Food and abstention from food play a very important role in Ethiopian Catholic life and practice. The norms for Catholic practice are set by Ethiopian Orthodox practice, the more dominant religion in Ethiopia. Catholic practices in Ethiopia are less strict than Orthodox, but far stricter than in the Latin Catholic world.
The Ethiopian Orthodox Church requires lay people over age 13 to fast for at least 180 days a year (monks and other religious are asked to fast for about 250 days a year) including most Wednesdays and Fridays. Advent fasts last for 40 days, and Lenten fasts last for 56 days. The Orthodox Church describes this regimen as one of the “longest and most austere fasts in the world… Fast generally implies one meal a day to be taken either in the evening or after 2:45 p.m. with total abstention from meat, fats, eggs and dairy products. Instead they use cereals, vegetables and other types of food devoid of fats. Smoking is a breach of the fast.” 1
Ethiopian Catholics follow many Orthodox fasting rules, fasting twice a week on Wednesdays and Fridays with no food allowed before the end of the noon Mass (i.e. around 2 p.m.), after which they would eat no meat or dairy products — including cheese, butter, or eggs — but can eat and drink most other things, including beer.
In a nod to Jewish ritual practice, kosher-related food taboos play a significant role in the Ethiopian Orthodox church. The staple bread of Ethiopia, injera, is an unleavened, spongy flatbread. Orthodox believers may not eat pork or meat from animals that do not have cloven hoofs or chew their cud.
Many Catholics who diligently observe other elements of the fast indicate that they do not feel bound by the obligation not to eat pork. Other families insist on the injunction. Though leavened bread is not prohibited, unleavened injera is a staple food eaten by all, including Catholics.
Orthodox believers also have their own rituals for slaughtering meat, and require that all meat they eat must have been slaughtered by a Christian. In Addis Ababa, there is one Christian slaughterhouse and one Muslim one, each of which supplies all respective butchers and restaurants. At the Christian slaughterhouse, an Orthodox priest will bless all the animals with a Trinitarian blessing, a pattern that is repeated in other large towns and cities. In the countryside, this may be left to the senior male householders who pray a Trinitarian blessing over the bull, goat, lamb or chicken before its throat is cut. Women may not fill this role. Christian butcher shops always identify themselves with a cross painted on the stall, and Muslim shops are identified with a crescent. In many regions, Orthodox believers may not eat meat blessed by a Catholic (since Catholics may not fully observe the Orthodox fasting rituals), so butchers tend to be Orthodox, and mixed Orthodox-Catholic families work out an arrangement for who blesses an animal for the Meskel feast. During the 40 days of lent, Christian butcher shops are usually closed entirely, and Christian restaurants will not serve meat. Catholics vary in terms of whether they will eat halal meat served in a Muslim restaurant. Gurage lay people in Emdibir, outside Addis Ababa, describe their fasting and eating practices as quite similar to the Orthodox, while urban Addis Catholics asserted much more flexibility.
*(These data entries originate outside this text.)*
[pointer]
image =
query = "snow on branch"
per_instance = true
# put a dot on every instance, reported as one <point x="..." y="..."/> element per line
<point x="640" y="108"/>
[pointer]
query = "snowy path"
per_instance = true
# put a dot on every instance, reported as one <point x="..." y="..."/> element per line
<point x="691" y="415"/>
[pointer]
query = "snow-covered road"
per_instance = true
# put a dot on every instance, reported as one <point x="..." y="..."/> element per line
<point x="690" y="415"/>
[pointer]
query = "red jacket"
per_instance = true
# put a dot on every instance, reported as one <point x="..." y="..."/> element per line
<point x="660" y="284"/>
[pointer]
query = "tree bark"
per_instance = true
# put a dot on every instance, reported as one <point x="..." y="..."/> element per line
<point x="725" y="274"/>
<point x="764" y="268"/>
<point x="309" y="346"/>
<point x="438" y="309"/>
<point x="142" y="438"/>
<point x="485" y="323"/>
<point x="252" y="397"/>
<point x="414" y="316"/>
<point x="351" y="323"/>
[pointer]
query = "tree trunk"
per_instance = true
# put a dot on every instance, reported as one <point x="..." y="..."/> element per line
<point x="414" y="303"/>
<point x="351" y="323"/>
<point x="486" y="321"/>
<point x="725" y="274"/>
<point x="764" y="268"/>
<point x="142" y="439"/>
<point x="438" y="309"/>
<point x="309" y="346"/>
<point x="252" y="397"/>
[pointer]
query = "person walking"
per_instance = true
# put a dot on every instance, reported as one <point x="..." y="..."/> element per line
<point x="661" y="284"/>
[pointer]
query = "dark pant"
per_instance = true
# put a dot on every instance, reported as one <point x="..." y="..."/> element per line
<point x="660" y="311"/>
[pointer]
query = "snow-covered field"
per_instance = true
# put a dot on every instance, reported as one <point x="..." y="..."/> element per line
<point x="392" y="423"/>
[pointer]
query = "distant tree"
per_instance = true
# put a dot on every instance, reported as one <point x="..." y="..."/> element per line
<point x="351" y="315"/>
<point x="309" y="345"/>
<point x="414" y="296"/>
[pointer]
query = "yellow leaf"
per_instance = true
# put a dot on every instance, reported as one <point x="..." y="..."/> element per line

Catholics interviewed for this project often use food and fasting rules as a standard by which to judge themselves as more “liberal” than Orthodox, or more “conservative” than Protestants. Nonetheless, in the north and central regions - those areas defined by the historic influence of the Orthodox church - food and fasting are important markers of the Christian life for Catholics. In Southern areas - historically more Latin-rite influenced, and today more Protestant influenced - less attention is given to fasting.
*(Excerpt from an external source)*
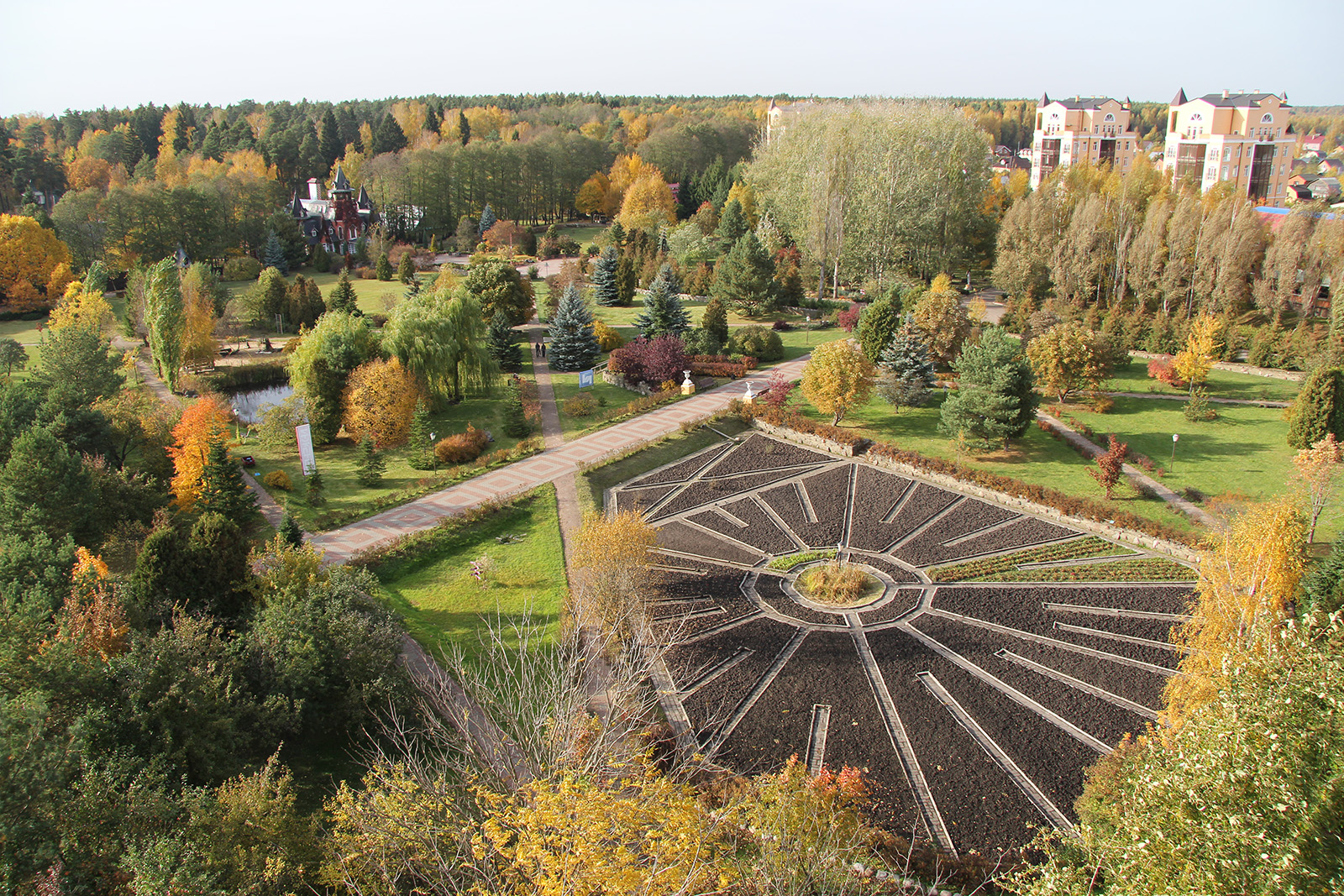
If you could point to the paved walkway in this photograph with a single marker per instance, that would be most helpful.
(497, 485)
(1135, 474)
Feasts like Meskel, Christmas and Easter always culminate in a feast.
Hospitality is a core value in Ethiopia. Visitors can come by unannounced or on short notice, and be taken in with extraordinary generosity for a meal or for a coffee ceremony, an elaborate process of roasting beans and serving the coffee. It is perhaps also notable that food, whenever eaten, is always shared. A large plate is served with layers of injera. Meat, fish or legumes with sauces are poured on top, and diners commonly eat from that one large plate. Close friends may even feed one another.